Pennsylvania and New York hospitals, including a member of Geisinger Health Care System, are settling fraud charges partly the result of bills they submitted to Medicare on the advice of a "revenue-enhancement" consultant.
So far, 164-bed Geisinger Wyoming Valley Medical Center in Wilkes-Barre, Pa., has agreed to pay $425,000, twice the value of its alleged fraudulent billing, in a settlement dated Jan. 29. In a second Jan. 29 settlement, 105-bed Warren (Pa.) General Hospital has agreed to pay $145,000.
MODERN HEALTHCARE obtained copies of the agreements last week under the federal Freedom of Information Act.
Under the settlements, neither hospital admits to any violation of federal law. Both hospitals denied knowingly submitting false claims to Medicare and said they relied on the consultant, New York-based Metzinger Associates.
Geisinger Wyoming is one of two hospitals in the Danville, Pa.-based Geisinger system. Warren is part of seven-hospital Vantage Health Care Network of Meadville, Pa.
Metzinger Associates provided consulting services on Medicare cost reporting and reimbursement to more than 200 hospitals in 17 states. In a December 1994 lawsuit, the federal government charged that the firm led hospitals to submit false claims to Medicare for tests that weren't requested and in some cases weren't performed.
The U.S. attorney for eastern Pennsylvania, who is coordinating the case, added 10 hospitals to its lawsuit against Metzinger in 1996.
Lawrence Hospital in Bronxville, N.Y., one of eight hospitals remaining in the case, said it is negotiating a settlement with the government but final papers haven't been signed. A Lawrence spokeswoman said the 280-bed hospital would settle without admitting wrongdoing.
MODERN HEALTHCARE wasn't able to locate one facility named in the complaint, and the remainder didn't return telephone calls.
James Sheehan, assistant U.S. attorney for Philadelphia, said additional settlements have been reached but declined to provide further information.
One private attorney who has been following the Metzinger case and its spillover onto hospitals speculated that other settlements may have included confidentiality agreements.
Such agreements bar the parties from publicizing the settlements, although they are available under the Freedom of Information Act.
The clerk's office of the U.S. District Court in Philadelphia, where the Metzinger case was filed, said the suit was dismissed March 21 because of pending settlements.
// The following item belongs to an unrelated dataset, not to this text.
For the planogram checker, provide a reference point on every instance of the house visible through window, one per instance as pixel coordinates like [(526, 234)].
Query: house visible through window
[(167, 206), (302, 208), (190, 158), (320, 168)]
No agreements, however, had been filed with the court.
Attorneys for Metzinger didn't return telephone calls.
In addition to the government's lawsuit, other former Metzinger clients are participating in a voluntary audit program to reimburse the government for any wrongful claims submitted to Medicare, said Thomas Boyle, an attorney with Buchanan Ingersoll in Pittsburgh who represents several former Metzinger clients, none of which are involved in the case.
A Geisinger executive said the case should show hospitals how careful they must be when structuring incentive payments for consultants. Metzinger received a portion of the extra revenues it generated from its review of Medicare claims.
Thomas Sokola, chief financial officer for Geisinger's Eastern Region, said he would be very leery of such a structure. During the period of alleged false claims, covering 1989 to 1994, he wasn't in his current post.
About half the settlement amount is unrelated to Metzinger's advice, Sokola said. In its own internal review, Geisinger discovered it was performing tests not ordered.